The first thing that matters here isn’t quality, it’s latency, because the LLM is the single slowest step between the user finishing and the bot replying. In a chat app, latency is forgiving: you can show a buffering icon and the user happily waits. In a voice call, that same wait is dead silence on the line, which feels broken and awkward. This changes how you pick a model. In a chat app you reach for the biggest, most capable model you can. In voice you often do the opposite: deliberately choose a smaller, faster model and cap how much it’s allowed to say, because every extra token is extra time the user spends waiting in silence.

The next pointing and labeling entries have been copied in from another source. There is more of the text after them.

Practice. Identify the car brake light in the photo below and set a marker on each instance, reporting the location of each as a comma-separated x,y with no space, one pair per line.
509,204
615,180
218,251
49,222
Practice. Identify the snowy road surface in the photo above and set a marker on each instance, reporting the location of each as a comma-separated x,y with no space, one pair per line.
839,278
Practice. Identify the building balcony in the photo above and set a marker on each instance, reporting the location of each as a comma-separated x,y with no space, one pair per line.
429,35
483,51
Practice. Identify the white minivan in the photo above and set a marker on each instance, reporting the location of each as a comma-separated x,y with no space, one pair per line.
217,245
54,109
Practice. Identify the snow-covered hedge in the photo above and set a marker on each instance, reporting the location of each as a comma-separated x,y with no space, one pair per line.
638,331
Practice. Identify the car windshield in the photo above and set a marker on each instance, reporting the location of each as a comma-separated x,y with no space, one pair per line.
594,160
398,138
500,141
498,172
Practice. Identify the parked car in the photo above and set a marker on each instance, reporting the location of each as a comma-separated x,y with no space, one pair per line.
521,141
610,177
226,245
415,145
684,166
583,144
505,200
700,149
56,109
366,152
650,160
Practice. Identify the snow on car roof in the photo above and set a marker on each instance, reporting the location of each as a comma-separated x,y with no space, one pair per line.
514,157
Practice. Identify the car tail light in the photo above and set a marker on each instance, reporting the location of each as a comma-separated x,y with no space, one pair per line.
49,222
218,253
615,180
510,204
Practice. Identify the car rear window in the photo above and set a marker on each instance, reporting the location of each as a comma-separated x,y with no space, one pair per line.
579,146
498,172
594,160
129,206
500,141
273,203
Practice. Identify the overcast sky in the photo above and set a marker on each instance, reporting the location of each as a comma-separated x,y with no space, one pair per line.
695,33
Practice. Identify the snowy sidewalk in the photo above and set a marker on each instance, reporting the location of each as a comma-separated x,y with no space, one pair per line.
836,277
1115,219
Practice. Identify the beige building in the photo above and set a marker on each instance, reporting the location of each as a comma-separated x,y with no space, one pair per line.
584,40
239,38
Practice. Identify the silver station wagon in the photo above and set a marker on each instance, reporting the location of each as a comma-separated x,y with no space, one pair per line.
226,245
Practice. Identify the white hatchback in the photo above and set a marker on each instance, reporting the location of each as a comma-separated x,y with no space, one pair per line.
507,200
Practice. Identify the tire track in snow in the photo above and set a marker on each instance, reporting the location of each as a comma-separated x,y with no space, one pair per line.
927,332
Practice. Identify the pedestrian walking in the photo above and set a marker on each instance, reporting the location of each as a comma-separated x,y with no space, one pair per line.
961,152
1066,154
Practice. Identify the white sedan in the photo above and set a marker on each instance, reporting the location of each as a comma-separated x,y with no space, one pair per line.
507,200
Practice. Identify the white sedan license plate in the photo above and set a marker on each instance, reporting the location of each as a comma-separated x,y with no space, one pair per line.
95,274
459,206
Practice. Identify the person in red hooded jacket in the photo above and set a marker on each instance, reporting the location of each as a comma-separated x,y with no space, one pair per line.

This is also why streaming the output is non-negotiable here. In a chat app you can afford to wait for the LLM to finish its full autoregressive generation before showing anything. In a voice bot you can’t, because if you wait for the whole reply before speaking, the silence stretches long enough that the user thinks the call has dropped. So the LLM streams its tokens out, and the TTS starts speaking the first sentence while the model is still generating the rest.
The format of the output matters too. On a screen, markdown, bullet points, and headings are helpful. Spoken aloud, they’re nonsense: the TTS can’t read a bullet point, and “option one colon” is not how a person talks. So the LLM has to be prompted to produce plain, speakable sentences, the way someone would actually say them out loud, not the way they would format a document.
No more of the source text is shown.